Passos Coelho ocupou metade do tempo a associar, com legitimidade, o Dr. Costa
ao "engenheiro". O Dr. Costa ocupou a metade restante a negar, sem
legitimidade, as acusações. E não resistiu a uma graçola que no fundo
achincalha menos o destinatário do que o sujeito: "Porque é que não vai lá
a casa debater com ele? Tem tantas saudades..." Aliás, depois do
debate, diversas "personalidades" socialistas - e conhecidos devotos
"socráticos" - aderiram ao folguedo e usaram a insistência em José
Sócrates para tentar diminuir o Dr. Passos Coelho. Na verdade, as
chalaças plantadas nas ditas "redes sociais" diminuem José Sócrates,
que devagarinho alcançou o prestígio da peçonha. Noventa minutos
televisivos pareceram sugerir o que nove meses de cadeia e anos de trapalhadas
prometiam: a morte política de um homem abaixo de qualquer suspeita. Veremos.
Por
enquanto, vemos o Dr. Costa, que José Sócrates abomina em privado e
"apoia" em público, dispor de um futuro radioso a trocar
argumentos por conversa fiada no Tempo Extra, na Quadratura do Círculo, no Trio
de Ataque ou em qualquer outro desses debates futebolísticos. Ou, se Deus Nosso
Senhor for excessivamente sarcástico, no cargo de primeiro-ministro. Com sorte,
já terá havido pior. E não é preciso citar o nome.
Quinta-feira, 10 de Setembro
Da liberdade ao Rato
Falou-se
imenso do debate em que três "moderadores" amigos (e, até certo
ponto, Pedro Passos Coelho) deixaram António Costa à vontade para vender
bugigangas. Por motivos evidentes, falou-se muito menos da entrevista do dia
seguinte, na RTP, em que o Dr. Costa passou o tempo a acusar o jornalista Vítor
Gonçalves de estar ao serviço do PSD. O lendário humanismo dos socialistas,
decerto inspirado pela bonomia do seu fundador, tem tendência a exasperar-se
com perguntas a sério e com o contraditório em geral. Faz sentido: se a moda
pegasse, qualquer dia o Dr. Costa seria obrigado a reconhecer que o universo
feliz e copioso das suas propostas (?) não possui a mais vaga relação com a
realidade - isto admitindo que ele consegue notar a diferença.
Depois
do pedagógico sms a um director adjunto do Expresso, há meses, fica
definitivamente estabelecido o estilo do Dr. Costa, e fica provado que as
semelhanças com José Sócrates não se esgotam no "modelo económico"

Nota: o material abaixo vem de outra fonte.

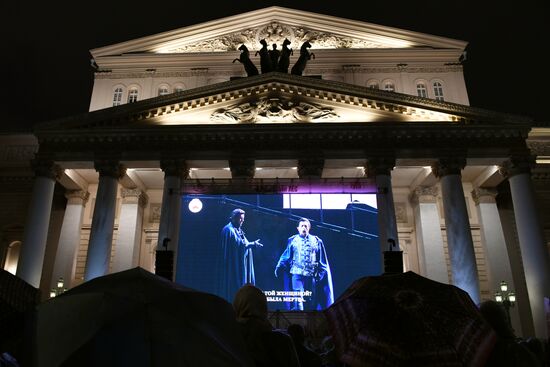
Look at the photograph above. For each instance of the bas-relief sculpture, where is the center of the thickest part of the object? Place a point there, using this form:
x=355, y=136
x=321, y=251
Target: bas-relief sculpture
x=276, y=32
x=274, y=110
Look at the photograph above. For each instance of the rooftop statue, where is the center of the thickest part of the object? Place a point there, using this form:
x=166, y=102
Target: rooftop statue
x=284, y=59
x=265, y=58
x=305, y=55
x=244, y=58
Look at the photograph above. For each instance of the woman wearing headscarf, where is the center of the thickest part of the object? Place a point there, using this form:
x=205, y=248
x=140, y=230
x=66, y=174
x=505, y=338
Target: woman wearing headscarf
x=268, y=347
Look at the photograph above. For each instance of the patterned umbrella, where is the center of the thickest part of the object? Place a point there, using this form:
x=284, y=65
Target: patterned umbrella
x=408, y=320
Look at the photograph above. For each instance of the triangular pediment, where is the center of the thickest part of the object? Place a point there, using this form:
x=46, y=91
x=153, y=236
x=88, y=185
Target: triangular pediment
x=275, y=24
x=279, y=98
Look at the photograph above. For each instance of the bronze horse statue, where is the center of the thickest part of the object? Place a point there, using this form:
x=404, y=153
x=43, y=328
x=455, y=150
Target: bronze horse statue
x=244, y=58
x=305, y=55
x=284, y=59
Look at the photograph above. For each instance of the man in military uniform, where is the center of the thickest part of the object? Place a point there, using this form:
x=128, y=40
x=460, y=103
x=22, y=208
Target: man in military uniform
x=305, y=260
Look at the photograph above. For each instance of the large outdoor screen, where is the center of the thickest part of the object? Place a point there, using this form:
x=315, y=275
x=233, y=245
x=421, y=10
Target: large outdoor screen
x=344, y=231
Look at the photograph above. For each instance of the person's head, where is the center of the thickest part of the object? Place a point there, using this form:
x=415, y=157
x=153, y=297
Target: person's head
x=494, y=313
x=303, y=227
x=296, y=332
x=237, y=217
x=250, y=302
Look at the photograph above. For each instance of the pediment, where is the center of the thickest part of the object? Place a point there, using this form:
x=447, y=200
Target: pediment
x=275, y=24
x=279, y=98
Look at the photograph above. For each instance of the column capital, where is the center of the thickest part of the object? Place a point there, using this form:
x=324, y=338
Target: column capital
x=46, y=168
x=424, y=194
x=77, y=196
x=484, y=195
x=174, y=167
x=517, y=165
x=311, y=167
x=110, y=168
x=380, y=166
x=132, y=196
x=448, y=166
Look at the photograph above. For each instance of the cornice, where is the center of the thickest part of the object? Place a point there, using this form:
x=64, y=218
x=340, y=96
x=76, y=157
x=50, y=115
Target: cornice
x=310, y=70
x=324, y=58
x=270, y=141
x=280, y=84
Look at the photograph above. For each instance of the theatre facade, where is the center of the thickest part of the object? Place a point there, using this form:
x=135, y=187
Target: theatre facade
x=462, y=190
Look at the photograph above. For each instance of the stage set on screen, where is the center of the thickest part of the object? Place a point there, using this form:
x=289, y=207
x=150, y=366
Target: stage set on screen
x=302, y=250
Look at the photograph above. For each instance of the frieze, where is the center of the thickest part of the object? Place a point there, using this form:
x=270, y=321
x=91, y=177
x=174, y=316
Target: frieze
x=274, y=110
x=17, y=152
x=424, y=194
x=338, y=90
x=312, y=70
x=276, y=32
x=482, y=195
x=539, y=147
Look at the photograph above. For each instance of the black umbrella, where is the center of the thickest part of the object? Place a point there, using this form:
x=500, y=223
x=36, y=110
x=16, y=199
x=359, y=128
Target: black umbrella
x=17, y=299
x=136, y=318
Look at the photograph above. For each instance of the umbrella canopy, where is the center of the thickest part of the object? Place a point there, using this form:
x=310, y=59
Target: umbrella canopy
x=17, y=298
x=135, y=318
x=408, y=320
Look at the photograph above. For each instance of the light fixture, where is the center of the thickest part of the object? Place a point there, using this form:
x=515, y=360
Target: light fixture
x=195, y=205
x=507, y=299
x=59, y=289
x=503, y=286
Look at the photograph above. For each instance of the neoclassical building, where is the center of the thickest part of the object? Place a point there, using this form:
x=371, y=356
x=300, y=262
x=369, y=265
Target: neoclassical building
x=463, y=190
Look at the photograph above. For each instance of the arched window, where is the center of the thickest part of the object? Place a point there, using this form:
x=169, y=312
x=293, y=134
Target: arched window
x=421, y=90
x=438, y=91
x=132, y=95
x=389, y=86
x=163, y=90
x=117, y=96
x=12, y=257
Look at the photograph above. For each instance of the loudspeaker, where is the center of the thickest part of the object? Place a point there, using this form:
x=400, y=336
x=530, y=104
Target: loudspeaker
x=164, y=264
x=393, y=262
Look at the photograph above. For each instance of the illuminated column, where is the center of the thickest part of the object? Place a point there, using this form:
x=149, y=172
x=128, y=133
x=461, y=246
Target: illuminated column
x=431, y=255
x=311, y=166
x=494, y=243
x=531, y=240
x=103, y=221
x=459, y=235
x=130, y=221
x=69, y=238
x=380, y=169
x=31, y=258
x=174, y=171
x=241, y=167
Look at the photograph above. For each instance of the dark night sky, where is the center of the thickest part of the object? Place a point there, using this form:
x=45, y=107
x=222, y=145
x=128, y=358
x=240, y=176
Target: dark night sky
x=46, y=59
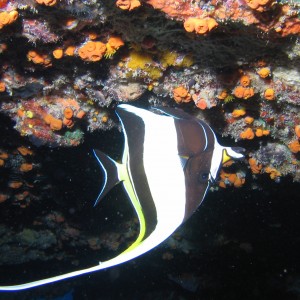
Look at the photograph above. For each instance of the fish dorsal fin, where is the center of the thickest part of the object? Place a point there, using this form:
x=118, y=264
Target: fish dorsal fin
x=110, y=170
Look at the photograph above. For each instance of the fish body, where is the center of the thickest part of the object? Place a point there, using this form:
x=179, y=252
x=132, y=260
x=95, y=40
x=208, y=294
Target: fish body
x=168, y=161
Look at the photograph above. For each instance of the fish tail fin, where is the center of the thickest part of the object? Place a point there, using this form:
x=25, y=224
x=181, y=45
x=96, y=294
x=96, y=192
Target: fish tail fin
x=112, y=172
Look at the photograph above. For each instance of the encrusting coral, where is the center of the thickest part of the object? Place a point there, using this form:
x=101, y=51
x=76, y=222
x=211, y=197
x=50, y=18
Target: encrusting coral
x=214, y=60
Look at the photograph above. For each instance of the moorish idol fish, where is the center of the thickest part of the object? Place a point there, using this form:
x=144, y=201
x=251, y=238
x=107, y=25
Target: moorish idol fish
x=169, y=160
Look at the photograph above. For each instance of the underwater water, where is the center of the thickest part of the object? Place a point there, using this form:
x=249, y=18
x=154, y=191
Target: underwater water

(eufemismo para ruína). Esqueçam as promessas de leite e mel: a acontecer,
o regresso do PS será sobretudo o regresso a isto, à intimidação, à ameaça,
à intolerância e em suma ao convívio complicado com os pressupostos da
liberdade. O governo em vigor esfola-nos através do fisco? Prefiro que me
aliviem o bolso do que me calem a boca, para cúmulo quando a segunda habilidade
é opcional e, apesar dos pantomineiros que juram o contrário, a primeira não.